Four countries hope to draft a plan that would renew September's much-violated Ukraine-Russia peace accord.
Agence France Presse
The plan for a meeting Wednesday in the Belarusian capital emerged from a phone call between German Chancellor Angela Merkel, French President Francois Hollande, Russian President Vladimir Putin and Ukrainian President Petro Poroshenko. Merkel's spokesman, Steffen Seibert, described the call as "intensive."
The aim is to draw up a package of measures that breathes new life into a much-violated September peace plan. Seibert and the French government said preparations for the summit will take place Monday in Berlin, without elaborating.
"They (the leaders) expect that their efforts during the Minsk meeting will lead to the swift and unconditional cessation of fire by both sides," Poroshenko's office said in a statement.
Putin also confirmed that a summit was being planned for Wednesday in Minsk, but said it might not come about.
"We will be aiming for Wednesday, if by that time we are able to agree on a number of the positions that we recently have been discussing intensely," he told journalists in Sochi during a meeting with the president of Belarus, Russian news agencies reported.
A separate meeting between the signatories to last September's accord, including Russia, Ukraine and representatives of separatists in eastern Ukraine, will also take place in Minsk by Wednesday, Seibert said.

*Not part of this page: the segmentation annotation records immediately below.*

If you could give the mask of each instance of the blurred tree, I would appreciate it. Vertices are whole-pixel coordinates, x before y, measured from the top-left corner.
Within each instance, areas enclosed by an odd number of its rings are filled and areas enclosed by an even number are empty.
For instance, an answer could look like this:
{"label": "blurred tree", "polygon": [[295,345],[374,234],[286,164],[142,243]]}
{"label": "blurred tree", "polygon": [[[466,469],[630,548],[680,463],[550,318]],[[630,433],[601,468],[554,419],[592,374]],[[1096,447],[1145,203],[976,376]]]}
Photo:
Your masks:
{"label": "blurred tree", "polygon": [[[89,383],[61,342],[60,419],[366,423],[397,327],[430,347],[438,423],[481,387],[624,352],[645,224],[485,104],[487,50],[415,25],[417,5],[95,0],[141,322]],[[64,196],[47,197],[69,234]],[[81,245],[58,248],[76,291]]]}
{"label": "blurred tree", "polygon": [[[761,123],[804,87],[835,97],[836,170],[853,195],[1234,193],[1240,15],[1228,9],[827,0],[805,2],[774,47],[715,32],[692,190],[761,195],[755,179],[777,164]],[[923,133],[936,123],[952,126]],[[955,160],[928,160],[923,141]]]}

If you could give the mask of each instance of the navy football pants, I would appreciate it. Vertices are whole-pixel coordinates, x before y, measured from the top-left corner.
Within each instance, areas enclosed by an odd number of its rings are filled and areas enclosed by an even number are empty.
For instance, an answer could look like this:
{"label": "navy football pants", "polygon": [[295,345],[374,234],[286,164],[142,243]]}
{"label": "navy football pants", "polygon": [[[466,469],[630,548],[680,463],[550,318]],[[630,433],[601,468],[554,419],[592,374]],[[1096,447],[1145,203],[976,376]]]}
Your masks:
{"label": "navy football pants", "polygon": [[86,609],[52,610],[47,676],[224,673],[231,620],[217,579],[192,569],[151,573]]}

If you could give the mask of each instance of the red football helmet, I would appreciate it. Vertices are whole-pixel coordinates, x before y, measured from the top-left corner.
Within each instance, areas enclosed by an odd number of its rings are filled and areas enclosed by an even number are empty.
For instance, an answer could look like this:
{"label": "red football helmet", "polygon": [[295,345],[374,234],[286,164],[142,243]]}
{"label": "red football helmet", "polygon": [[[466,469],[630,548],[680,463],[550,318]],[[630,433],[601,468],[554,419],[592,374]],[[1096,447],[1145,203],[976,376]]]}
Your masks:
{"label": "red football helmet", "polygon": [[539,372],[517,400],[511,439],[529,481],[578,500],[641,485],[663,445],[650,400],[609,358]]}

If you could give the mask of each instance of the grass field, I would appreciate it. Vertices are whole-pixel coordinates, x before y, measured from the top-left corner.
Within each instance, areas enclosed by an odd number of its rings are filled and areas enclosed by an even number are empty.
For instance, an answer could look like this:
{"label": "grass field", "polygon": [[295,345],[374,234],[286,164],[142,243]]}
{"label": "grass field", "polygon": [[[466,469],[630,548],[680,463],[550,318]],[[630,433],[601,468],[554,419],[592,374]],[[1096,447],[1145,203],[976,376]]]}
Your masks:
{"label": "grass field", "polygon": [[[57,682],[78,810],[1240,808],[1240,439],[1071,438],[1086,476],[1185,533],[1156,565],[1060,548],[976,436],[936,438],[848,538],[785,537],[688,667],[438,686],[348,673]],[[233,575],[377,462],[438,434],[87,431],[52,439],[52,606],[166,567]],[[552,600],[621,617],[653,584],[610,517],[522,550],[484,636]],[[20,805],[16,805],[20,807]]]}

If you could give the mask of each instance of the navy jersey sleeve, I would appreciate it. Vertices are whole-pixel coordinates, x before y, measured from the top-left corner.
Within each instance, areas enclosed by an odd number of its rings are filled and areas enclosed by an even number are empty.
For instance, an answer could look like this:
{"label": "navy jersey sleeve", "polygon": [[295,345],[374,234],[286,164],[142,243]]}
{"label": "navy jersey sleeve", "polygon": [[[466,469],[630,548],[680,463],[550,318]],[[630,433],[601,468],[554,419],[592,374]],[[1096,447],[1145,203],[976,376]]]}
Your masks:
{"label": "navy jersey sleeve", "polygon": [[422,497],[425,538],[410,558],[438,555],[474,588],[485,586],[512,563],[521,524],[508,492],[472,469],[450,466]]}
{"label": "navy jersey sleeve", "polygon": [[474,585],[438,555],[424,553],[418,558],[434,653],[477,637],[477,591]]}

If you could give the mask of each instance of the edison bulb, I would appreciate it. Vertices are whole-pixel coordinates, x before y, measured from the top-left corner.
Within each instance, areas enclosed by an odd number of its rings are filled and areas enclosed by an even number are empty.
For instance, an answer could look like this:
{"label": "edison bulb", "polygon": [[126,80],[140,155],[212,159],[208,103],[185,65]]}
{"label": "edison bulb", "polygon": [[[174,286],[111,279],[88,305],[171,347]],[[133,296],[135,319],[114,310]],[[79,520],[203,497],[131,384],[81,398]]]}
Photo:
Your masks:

At an international security conference in Munich, U.S. Secretary of State John Kerry said the U.S. and its European allies are "united in our diplomacy" on Ukraine. He said the U.S. supports efforts by France and Germany to produce a new plan to end the conflict that is now raging in east Ukraine.
"There is no division, there is no split," Kerry said. "I keep hearing people trying to create one. We are united, we are working closely together."
His comments came amid reports of a deep trans-Atlantic rift over the Obama administration's consideration of providing defensive weaponry to Kiev. Germany and France oppose such a move, saying it could lead to an escalation and that they do not believe the conflict can be resolved militarily. Russia, which is accused of supporting separatist rebels in eastern Ukraine, has said the introduction of U.S.-supplied weaponry will have grave consequences.
German Foreign Minister Frank-Walter Steinmeier, speaking alongside Kerry, reiterated that he considers delivering weapons "not just highly risky but counterproductive."
Kerry said the United States agrees that there is no military solution to the Ukraine crisis that has now killed more than 5,300 people, according to the United Nations.
At the same time, U.S. officials say Obama is rethinking his previous opposition to sending arms to Ukraine despite fears it could lead to a proxy war between Washington and Moscow. The officials have, however, suggested that any such weaponry would be intended to help Kiev defend itself once a peace agreement is reached.
Kerry likened the U.S.-European debate over arms to previous consultations over the breadth and strength of sanctions against Russia.
"The discussion taking place today is absolutely no different — it's tactical, it is not strategic," Kerry said. "On the fundamental goal with respect to Ukraine, we are absolutely united ... we want a diplomatic solution."
Reacting to the announcement of the proposed Minsk summit, State Department spokeswoman Jen Psaki said Kerry will "remain closely engaged" as talks continue.
Republican Sen. John McCain, the chairman of the Senate Armed Services Committee, insisted in Munich that "we must provide defensive arms to Ukraine."
"If we help Ukrainians increase the military cost to the Russian forces that have invaded their country, how long can Putin sustain a war that he tells his people is not happening?"